Os jovens que chegam aos 30 anos de idade hoje são muito diferentes dos seus pais, geração X, nascidos entre 1960 e 1980 que, por sua vez, foram muito diferentes dos seus próprios pais, geração Baby Boomers, nascidos entre 1945 e 1960, numa progressão geométrica acompanhando os avanços tecnológicos principalmente para o mundo virtual – Internet, Sites de Busca, E-mail, E-commerce, Orkut, Facebook, MSN, iPod, Telecomunicações, Twitter, etc.
Esta divisão em gerações por datas de nascimento não me satisfaz plenamente, pois encontramos indivíduos nascidos nesta mesma época com diferentes perfis geracionais. Acredito que os costumes adotados pelas gerações venham dos meios nas quais elas vivem e frequentem. Encontramos indivíduos Y nas gerações X e M. Há indivíduos M que na geração X criaram as bases da Internet.
Qualquer indivíduo Y acha-se no direito de fazer qualquer pergunta ou pedido básico ao grande empresário ou professor universitário X e achar que este lhe deve responder e se não o fizer, o Y estranhar esta atitude e taxá-lo de arrogante. Isto porque o Y não conhece hierarquia, e o X deve-lhe resposta como encontra no Google, de graça e a qualquer hora.
O indivíduo Y acha-se no direito de ser atendido por todos, enquanto ele mesmo não atende os interesses dos outros. Isso começou dentro de casa, quando os pais deram tudo para os filhos sem considerar a meritocracia.
Os X cresceram, estudaram, trabalharam, casaram e tiveram filhos. Os Y cresceram, não quiseram estudar nem trabalhar e muito menos casar, mas tiveram filhos, os M. Quem cuida, provê, sustenta e educa os M? Muitos avós X e poucos pais Y, principalmente a mãe Y e seus pais. M é a inicial de multi-tarefas, multi-atividades, multi-plugados, tudo multi.

Os indivíduos M são tão multis que não há tempo, nem disposição para se aprofundarem em qualquer item que escape dos seus interesses. Um exemplo é a comunicação Twitter. Querem saber o que seus amigos fazem naquele momento ao mesmo tempo que quer falar o que está fazendo. A mensagem toda não pode ultrapassar 140 caracteres contando espaços. Assim também os valores familiares acabam se tornando superficiais.
Este resumo é um aquecimento para os pais entenderem a necessidade de, junto ao presente de Natal, darem a convivência educativa da meritocracia.
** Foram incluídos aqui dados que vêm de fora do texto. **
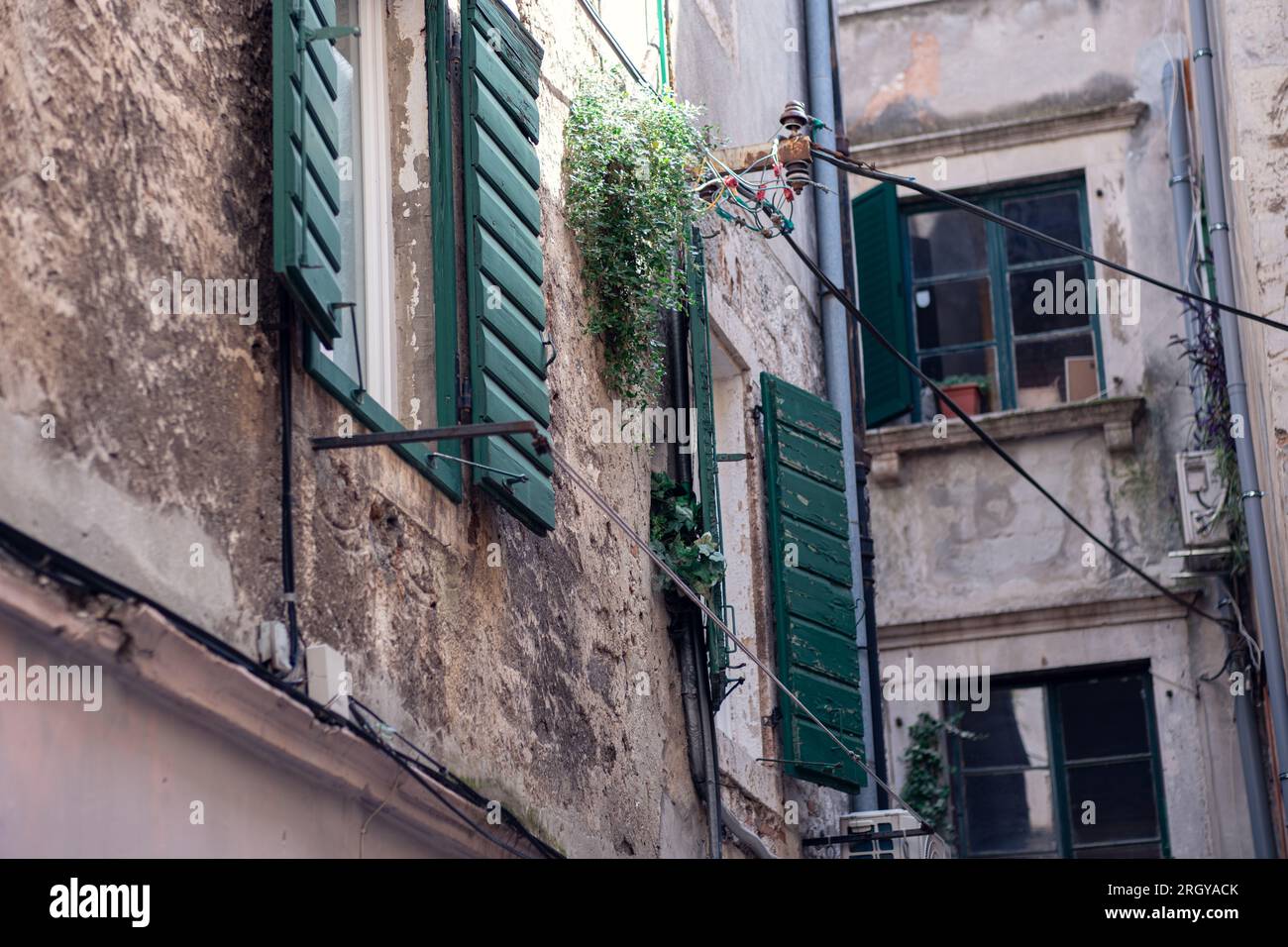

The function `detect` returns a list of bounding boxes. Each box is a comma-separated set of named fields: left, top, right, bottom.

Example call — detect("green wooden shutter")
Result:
left=854, top=184, right=914, bottom=428
left=688, top=227, right=729, bottom=706
left=760, top=372, right=867, bottom=789
left=273, top=0, right=352, bottom=348
left=461, top=0, right=555, bottom=533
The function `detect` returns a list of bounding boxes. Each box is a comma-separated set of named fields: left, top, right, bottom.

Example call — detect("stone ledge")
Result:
left=864, top=398, right=1145, bottom=485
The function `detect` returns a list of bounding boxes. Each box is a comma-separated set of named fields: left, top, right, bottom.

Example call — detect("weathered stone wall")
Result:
left=1208, top=0, right=1288, bottom=680
left=840, top=0, right=1251, bottom=856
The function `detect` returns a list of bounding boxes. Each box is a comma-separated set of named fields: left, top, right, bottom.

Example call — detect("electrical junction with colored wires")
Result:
left=0, top=0, right=1288, bottom=901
Atenção pais Y e avós X: não é para choramingar, lamentar, reclamar nem tampouco banalizar o presentear no Natal. Tem que passar a idéia para o M de que pai e mãe trabalharam para conseguir este dinheiro e que não existe nada de graça. Compartilhar que tiveram de estudar, fazer tudo bem feito, demonstrar competência para merecer este dinheiro que não chega de graça para ninguém como chegam estes presentes para eles.
Não é um comunicado, mas um compartilhar da importância de se estudar para conseguir este dinheiro. Não é uma lição de moral, mas um despertar da curiosidade. Num outro momento quando estiverem curtindo o presente perguntar ao filho: Por que papai conseguiu comprar este presente? Porque tinha dinheiro. Por que tinha? Porque trabalhou. Por que trabalhou? Porque nada é de graça. O prazer do filho é resultado do esforço do pai que é uma vitória sobre o não ter dinheiro. Que bom que o pai está com estas condições. Instigar no filho o desejo de também ganhar melhor. Por que papai ganha mais que a empregada? Ambos fazem o melhor que conseguem, mas papai por ter estudado consegue fazer mais e melhor do que a empregada muitas outras atividades.
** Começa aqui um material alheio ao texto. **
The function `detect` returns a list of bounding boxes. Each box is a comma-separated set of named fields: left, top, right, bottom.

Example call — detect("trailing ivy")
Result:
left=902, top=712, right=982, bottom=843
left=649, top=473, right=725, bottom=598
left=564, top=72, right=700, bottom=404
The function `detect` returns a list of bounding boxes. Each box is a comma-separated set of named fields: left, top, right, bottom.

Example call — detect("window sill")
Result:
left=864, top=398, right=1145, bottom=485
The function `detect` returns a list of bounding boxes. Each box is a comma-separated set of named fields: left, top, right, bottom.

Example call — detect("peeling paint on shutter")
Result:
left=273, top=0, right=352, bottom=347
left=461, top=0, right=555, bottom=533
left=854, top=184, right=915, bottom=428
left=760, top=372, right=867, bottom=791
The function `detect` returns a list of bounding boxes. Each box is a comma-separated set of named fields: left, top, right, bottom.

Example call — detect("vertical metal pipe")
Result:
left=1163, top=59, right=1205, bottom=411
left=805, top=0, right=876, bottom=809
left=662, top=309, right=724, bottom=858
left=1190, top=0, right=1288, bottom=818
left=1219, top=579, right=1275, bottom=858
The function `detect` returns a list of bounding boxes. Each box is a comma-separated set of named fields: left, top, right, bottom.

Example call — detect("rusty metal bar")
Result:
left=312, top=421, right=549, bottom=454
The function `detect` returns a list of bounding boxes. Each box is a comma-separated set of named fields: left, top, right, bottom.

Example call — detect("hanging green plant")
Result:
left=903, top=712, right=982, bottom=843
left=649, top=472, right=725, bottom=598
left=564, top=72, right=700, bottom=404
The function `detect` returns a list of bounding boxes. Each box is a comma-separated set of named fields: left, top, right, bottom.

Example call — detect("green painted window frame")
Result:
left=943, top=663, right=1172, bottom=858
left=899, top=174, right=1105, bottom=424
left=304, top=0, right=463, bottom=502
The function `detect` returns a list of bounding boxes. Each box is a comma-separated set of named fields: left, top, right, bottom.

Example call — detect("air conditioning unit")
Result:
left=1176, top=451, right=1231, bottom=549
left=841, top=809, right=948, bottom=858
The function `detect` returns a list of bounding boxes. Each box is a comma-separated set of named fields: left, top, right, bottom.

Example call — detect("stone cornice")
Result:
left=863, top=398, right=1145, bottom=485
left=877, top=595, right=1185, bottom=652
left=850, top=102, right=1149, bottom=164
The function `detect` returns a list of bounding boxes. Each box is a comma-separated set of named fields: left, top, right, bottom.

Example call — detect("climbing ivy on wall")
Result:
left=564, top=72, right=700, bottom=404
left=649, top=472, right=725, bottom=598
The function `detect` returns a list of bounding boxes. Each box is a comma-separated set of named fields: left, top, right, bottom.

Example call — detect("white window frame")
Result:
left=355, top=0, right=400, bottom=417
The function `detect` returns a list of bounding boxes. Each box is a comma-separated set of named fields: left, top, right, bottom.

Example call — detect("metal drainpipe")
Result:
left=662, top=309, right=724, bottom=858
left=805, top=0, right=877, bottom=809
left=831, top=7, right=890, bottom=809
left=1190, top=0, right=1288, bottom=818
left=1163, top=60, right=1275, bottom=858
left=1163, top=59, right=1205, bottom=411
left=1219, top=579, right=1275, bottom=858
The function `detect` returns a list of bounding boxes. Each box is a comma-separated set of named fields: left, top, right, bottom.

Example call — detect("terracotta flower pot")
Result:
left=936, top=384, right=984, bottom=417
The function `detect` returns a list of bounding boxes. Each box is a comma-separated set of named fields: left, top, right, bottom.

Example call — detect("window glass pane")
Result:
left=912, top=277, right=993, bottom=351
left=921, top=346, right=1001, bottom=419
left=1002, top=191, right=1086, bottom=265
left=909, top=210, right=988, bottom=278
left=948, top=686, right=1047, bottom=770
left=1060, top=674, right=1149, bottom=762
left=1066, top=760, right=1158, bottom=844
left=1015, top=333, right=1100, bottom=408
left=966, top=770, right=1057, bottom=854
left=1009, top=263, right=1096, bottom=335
Já ouvi crianças dizendo ao pai que a mãe comprou o presente, mas não gastou nada, pois pagou com cartão. Tomara que muito mais filhos M aprendam não só a fazer dinheiro, mas dar valor aos conhecimentos, cuja maior fonte é o estudo.
Não é apenas na semana do Natal ao Ano Novo que os pais devem passar aos filhos estas lições, mas durante todo o período do Ano Novo até o próximo Natal.